The most frequently used indicator to compare recessions is GDP (gross domestic product). According to the International Monetary Fund, Venezuela’s GDP in 2017 is 35% below 2013 levels, or 40% in per capita terms. That is a significantly sharper contraction than during the 1929-1933 Great Depression in the US, when US GDP is estimated to have fallen 28%. It is slightly bigger than the decline in Russia (1990-1994), Cuba (1989-1993), and Albania (1989-1993).
Put another way, Venezuela’s economic catastrophe dwarfs any in the history of the US, Western Europe, or the rest of Latin America. And yet these numbers grossly understate the magnitude of the collapse, as ongoing work with Miguel Angel Santos, Ricardo Villasmil, Douglas Barrios, Frank Muci, and Jose Ramón Morales at Harvard’s Center for International Development is revealing.
Clearly, a 40% decline in per capita GDP is a very rare event. But several factors make the situation in Venezuela even bleaker. For starters, while Venezuela’s GDP contraction (in constant prices) from 2013-2017 includes a 17% decline in oil production, it excludes the 55% plunge in oil prices during that period. Oil exports fell by $2,200 per capita from 2012-2016, of which $1,500 was due to the decline in oil prices.
These are huge numbers, given that Venezuela’s per capita income in 2017 is less than $4,000. In other words, while per capita GDP fell by 40%, national income, inclusive of the price effect, fell by 51%.

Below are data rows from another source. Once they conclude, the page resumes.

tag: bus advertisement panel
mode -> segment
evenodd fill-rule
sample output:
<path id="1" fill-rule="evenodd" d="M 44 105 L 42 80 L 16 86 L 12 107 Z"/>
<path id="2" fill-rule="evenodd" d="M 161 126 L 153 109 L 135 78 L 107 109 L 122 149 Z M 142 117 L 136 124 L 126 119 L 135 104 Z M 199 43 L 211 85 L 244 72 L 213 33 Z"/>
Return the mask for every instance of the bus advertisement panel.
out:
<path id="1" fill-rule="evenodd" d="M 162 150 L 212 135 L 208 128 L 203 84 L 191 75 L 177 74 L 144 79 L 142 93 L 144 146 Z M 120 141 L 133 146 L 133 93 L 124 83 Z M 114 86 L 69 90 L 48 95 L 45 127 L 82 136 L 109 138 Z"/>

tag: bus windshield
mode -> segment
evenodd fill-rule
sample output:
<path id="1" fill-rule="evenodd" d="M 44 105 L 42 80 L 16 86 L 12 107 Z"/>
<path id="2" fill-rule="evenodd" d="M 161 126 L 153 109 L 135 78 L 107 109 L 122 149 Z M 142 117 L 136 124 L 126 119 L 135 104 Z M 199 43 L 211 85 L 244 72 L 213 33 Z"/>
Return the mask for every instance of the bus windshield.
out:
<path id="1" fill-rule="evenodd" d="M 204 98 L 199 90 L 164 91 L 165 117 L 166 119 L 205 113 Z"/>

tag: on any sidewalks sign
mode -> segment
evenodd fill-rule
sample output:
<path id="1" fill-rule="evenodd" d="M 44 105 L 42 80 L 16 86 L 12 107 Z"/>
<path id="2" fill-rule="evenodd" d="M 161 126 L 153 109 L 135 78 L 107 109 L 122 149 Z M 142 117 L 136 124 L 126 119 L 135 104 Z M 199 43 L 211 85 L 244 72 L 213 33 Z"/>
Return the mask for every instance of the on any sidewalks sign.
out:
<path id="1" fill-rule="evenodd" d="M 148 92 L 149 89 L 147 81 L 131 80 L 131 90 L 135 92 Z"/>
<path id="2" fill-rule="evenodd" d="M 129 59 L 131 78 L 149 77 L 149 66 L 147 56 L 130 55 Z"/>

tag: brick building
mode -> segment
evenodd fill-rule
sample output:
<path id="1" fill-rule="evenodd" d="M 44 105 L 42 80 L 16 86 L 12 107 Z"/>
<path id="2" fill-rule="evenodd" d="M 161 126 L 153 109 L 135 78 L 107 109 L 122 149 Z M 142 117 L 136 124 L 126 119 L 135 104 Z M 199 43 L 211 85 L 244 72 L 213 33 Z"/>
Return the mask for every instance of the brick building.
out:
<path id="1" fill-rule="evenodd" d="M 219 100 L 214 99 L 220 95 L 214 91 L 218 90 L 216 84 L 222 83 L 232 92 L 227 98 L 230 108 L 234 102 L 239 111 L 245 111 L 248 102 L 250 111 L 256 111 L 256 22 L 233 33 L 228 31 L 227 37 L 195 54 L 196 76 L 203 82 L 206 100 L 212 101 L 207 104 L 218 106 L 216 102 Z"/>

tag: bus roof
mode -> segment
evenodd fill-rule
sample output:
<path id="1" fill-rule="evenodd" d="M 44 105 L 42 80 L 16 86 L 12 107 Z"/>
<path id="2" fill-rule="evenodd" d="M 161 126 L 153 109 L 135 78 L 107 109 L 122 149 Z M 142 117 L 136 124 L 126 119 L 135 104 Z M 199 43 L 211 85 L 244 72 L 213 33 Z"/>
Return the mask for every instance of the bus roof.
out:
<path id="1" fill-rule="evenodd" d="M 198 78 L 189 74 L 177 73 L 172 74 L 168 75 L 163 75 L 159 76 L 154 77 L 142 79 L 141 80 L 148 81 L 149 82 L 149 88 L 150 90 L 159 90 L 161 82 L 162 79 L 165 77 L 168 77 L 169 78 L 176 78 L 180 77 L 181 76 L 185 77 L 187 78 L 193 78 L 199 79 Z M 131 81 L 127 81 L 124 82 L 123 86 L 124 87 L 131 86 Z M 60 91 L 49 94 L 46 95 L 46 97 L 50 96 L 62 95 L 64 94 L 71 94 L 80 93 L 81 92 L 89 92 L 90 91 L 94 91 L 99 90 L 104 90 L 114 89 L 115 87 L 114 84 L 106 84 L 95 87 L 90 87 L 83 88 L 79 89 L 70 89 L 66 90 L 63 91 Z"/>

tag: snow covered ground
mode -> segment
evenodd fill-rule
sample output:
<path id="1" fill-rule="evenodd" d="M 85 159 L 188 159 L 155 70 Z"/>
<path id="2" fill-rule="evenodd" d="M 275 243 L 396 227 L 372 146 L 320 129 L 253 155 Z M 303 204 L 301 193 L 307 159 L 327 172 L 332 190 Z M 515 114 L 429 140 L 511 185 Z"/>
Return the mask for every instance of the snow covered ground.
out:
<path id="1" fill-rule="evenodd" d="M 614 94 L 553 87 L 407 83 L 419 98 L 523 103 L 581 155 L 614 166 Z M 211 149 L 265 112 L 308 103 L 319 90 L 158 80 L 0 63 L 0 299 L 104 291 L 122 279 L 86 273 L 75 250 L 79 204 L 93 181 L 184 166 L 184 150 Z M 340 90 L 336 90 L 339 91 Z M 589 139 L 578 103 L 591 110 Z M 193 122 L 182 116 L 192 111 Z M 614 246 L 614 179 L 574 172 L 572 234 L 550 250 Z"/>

Countries typically cushion such negative price shocks by putting aside some money in good times and borrowing or using those savings in bad times, so that imports need not decline by as much as exports. But Venezuela could not do that, because it had used the oil boom to sextuple the foreign debt. Profligacy in good times left few assets to liquidate in bad times, and markets were unwilling to lend to an over-indebted borrower. They were right: Venezuela is now the world’s most indebted country. No country has a larger public external debt as a share of GDP or of exports, or faces higher debt service as a share of exports.
But, like Romania under Nicolae Ceauşescu in the 1980s, the government decided to cut imports while remaining current on foreign-debt service, repeatedly surprising the market, which was expecting a restructuring. As a consequence, imports of goods and services per capita fell by 75% in real (inflation-adjusted) terms between 2012 and 2016, with a further decline in 2017.

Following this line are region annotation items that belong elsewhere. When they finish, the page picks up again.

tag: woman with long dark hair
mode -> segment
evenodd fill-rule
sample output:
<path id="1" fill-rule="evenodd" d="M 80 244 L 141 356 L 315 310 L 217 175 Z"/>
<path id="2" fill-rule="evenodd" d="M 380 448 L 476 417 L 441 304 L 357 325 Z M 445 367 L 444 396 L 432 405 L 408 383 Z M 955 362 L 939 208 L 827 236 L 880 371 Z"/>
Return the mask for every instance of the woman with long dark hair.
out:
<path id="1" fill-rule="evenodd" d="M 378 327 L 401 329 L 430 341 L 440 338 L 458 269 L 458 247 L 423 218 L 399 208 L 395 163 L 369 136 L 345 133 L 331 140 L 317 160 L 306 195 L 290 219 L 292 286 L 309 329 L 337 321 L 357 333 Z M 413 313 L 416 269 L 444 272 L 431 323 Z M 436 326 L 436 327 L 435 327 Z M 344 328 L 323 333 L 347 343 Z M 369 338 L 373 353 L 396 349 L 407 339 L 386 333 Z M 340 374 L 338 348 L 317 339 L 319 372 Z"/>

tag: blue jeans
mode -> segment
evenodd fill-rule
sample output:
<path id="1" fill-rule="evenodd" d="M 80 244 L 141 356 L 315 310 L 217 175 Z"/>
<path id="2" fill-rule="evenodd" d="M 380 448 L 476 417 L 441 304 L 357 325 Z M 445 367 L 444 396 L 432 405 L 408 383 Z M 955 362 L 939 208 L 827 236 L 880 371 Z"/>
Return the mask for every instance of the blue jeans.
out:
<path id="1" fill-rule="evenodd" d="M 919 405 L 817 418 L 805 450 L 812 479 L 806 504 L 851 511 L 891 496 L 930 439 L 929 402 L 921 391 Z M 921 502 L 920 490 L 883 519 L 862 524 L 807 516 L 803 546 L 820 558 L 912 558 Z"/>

Such a collapse is comparable only to that of Mongolia (1988-1992) and Nigeria (1982-1986) and bigger than all other four-year import collapses worldwide since 1960. In fact, the Venezuelan numbers show no cushioning whatsoever: the decline in imports was almost equal to the decline in exports. Moreover, because this administratively imposed import decline created shortages of raw material and intermediate inputs, the collapse in agriculture and manufacturing was even larger than that of overall GDP, slashing almost another $1,000 per capita in locally produced consumer goods.
Inevitably, living standards have collapsed as well. The minimum wage—which in Venezuela is also the income of the median worker, owing to the large share of minimum-wage earners—declined by 75% (in constant prices) from May 2012 to May 2017. Measured in dollars at the black-market exchange rate, it declined by 88%, from $295 per month to just $36. Measured in the cheapest available calorie, the minimum wage declined from 52,854 calories per day to just 7,005 during the same period, a decline of 86.7% and insufficient to feed a family of five, assuming that all the income is spent to buy the cheapest calorie.

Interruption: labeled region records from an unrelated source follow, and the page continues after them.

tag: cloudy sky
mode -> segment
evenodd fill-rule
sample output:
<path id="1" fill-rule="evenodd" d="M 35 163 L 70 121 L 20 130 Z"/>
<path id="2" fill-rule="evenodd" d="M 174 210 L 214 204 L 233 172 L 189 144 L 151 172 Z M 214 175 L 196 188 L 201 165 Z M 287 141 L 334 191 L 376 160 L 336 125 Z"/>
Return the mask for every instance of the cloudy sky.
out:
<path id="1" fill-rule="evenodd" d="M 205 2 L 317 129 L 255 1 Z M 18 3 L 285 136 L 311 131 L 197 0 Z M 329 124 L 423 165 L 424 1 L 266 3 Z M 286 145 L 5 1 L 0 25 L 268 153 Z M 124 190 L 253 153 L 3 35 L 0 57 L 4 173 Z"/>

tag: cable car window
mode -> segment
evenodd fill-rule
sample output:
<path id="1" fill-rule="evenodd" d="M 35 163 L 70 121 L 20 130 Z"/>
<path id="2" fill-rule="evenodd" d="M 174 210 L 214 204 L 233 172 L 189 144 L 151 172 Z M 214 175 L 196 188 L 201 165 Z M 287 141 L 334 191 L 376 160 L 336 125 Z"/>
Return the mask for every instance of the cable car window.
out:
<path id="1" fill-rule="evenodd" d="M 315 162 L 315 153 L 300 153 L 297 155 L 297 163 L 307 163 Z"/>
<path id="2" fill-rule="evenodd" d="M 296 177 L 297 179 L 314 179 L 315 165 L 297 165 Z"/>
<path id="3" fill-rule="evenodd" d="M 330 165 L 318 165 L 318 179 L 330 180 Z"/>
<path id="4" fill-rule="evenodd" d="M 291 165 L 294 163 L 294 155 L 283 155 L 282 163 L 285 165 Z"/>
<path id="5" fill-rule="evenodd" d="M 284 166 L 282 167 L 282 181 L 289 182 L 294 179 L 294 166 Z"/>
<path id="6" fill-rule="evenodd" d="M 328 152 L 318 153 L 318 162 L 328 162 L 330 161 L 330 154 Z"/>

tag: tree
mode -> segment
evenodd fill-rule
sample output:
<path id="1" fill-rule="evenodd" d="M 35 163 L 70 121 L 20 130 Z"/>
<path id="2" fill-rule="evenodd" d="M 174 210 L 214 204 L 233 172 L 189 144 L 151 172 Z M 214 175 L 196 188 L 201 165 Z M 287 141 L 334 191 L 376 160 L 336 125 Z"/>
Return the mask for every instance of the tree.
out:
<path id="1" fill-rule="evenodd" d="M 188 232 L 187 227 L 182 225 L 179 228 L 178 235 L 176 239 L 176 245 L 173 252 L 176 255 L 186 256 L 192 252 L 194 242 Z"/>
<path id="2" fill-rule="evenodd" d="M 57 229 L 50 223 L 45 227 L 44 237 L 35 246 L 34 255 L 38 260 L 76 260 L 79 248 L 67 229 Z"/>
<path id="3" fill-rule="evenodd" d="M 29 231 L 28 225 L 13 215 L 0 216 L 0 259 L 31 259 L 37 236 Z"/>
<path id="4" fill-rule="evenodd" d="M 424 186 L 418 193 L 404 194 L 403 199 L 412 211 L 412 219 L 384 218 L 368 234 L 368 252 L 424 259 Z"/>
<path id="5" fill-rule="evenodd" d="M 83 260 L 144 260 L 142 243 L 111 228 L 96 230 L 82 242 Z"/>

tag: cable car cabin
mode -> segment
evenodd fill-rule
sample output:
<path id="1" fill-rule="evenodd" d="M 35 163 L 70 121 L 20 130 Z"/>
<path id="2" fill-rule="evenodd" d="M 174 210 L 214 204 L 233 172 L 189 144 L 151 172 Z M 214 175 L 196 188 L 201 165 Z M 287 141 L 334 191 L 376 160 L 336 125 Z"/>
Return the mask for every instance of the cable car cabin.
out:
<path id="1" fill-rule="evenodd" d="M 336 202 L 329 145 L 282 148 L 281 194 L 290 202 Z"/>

Income poverty increased from 48% in 2014 to 82% in 2016, according to a survey conducted by Venezuela’s three most prestigious universities. The same study found that 74% of Venezuelans involuntarily lost an average of 8.6 kilos in weight. The Venezuelan Health Observatory reports a 10-fold increase in in-patient mortality and a 100-fold increase in the death of newborns in hospitals in 2016.
The Maduro government’s attack on liberty and democracy is deservedly attracting international attention. The Organization of American States and the European Union have issued scathing reports, and the US announced new sanctions. But Venezuela’s problems are not just political. Addressing the unprecedented economic catastrophe that the government has caused will also require the concerted support of the international community.
Ricardo Hausmann is a professor of economics at the Harvard Kennedy School and a former minister of planning of Venezuela.